「ジパング」11巻の外伝、「フレンドシップ」の続きです。草加中尉のイギリス駐在の話から、イギリス士官について取り上げています。
■前回の話:外伝「フレンドシップ」のあらすじ
海軍兵学校で英語教師をしていたイギリス人、セシル・ブロックは、日本では誰でも海軍士官に志願できることに、次のように驚きの声を上げています。
セシル・ブロック
「兵学校の新入生は、日本国民のあらゆる階級層を代表する青年の集まりと言ってよい。たとえば私が最後に見た新入生の中には二人の皇族がおり、同時に漁師の息子もいた。
このように兵学校の生徒が国民全体の各階層を代表するものであることは、私に深い印象を与えた。
我々イギリス国民は、民主主義を誇りとしている。しかし、イギリス海軍の士官が特権階級と中流階級の上層から出ていることは、否定することのできない事実である。」
ということは、「ジパング」に出てきたハミルトン中尉とエリザベス兄妹は、アッパーミドル(中流の上)かアッパー(上流)クラス出身ということになります。
ところで、アッパークラス(上流)とアッパーミドル(中流の上)でも様々な嗜好や趣味が違ってくるそうです。この違いをハミルトン兄妹の行動を通して観察します。
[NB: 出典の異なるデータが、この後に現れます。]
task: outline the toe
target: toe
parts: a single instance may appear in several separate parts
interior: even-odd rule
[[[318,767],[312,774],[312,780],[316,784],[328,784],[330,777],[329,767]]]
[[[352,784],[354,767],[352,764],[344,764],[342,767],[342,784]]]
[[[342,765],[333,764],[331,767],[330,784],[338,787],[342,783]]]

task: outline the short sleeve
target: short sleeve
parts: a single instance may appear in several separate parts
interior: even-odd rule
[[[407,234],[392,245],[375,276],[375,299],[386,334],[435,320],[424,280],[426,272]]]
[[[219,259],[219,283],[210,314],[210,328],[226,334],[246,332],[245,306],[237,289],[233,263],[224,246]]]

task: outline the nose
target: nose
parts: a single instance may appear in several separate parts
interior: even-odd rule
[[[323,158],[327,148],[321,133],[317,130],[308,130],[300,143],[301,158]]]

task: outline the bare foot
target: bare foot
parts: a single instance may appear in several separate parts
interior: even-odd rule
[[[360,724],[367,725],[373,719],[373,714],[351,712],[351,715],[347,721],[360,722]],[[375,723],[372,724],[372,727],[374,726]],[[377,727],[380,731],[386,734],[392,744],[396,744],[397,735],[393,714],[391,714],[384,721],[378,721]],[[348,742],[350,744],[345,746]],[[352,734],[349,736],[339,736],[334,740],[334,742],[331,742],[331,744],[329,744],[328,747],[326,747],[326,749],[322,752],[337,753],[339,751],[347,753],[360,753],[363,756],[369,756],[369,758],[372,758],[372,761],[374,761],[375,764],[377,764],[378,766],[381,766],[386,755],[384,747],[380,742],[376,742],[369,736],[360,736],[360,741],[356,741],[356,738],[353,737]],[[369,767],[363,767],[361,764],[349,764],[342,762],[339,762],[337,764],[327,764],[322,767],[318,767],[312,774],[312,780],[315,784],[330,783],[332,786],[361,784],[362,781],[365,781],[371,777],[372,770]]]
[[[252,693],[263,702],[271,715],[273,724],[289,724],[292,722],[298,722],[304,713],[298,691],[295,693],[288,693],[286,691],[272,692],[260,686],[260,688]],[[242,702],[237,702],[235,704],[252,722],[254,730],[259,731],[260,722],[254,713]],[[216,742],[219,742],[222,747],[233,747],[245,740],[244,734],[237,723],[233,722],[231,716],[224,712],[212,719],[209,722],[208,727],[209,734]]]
パーティ後、ハミルトン中尉は草加中尉をパブに誘います。(下の画像)
草加中尉の「なんでも」という言い方いかにも日本人らしいです。(^_^;)
しかしアッパークラスはパブには行きません。また注文した黒ビール(スタウト又はギネスビール) は、何と労働者階級のビールだそう。この辺は作者のかわぐち先生の調査不足か?アッパーミドルでは「ステラ・ビール」というビールを好んで飲むそうです。
ついでにアッパーミドルのスポーツは、ラグビー かクリケット。サッカーはむしろ労働者階級のスポーツ。
新聞は「タイムズ」か「ガーディアン」、「インディペンデント」紙です。
アッパーミドルクラスのスポーツ、クリケット。野球に似ているんでしょうか。
草加中尉がハミルトン兄弟の家を訪問した時も、エリザベスがお茶を運んできて使用人はいません。(下の画像)となると、ハミルトン一家はアッパークラス(上流)ではないのかもしれません。
またハミルトン兄弟の曽祖父が、クリミア戦争(1853-1856年)でビクトリア勲章を叙勲されたと語っています。 ビクトリア勲章は、当時イギリスで軍の高官のみに授与されたものでした。
ビクトリア勲章は正確にはビクトリア十字章という。
従ってハミルトン家は先祖代々将校を輩出している、典型的なアッパーミドルクラス(中流の上層)と言えるのではないでしょうか。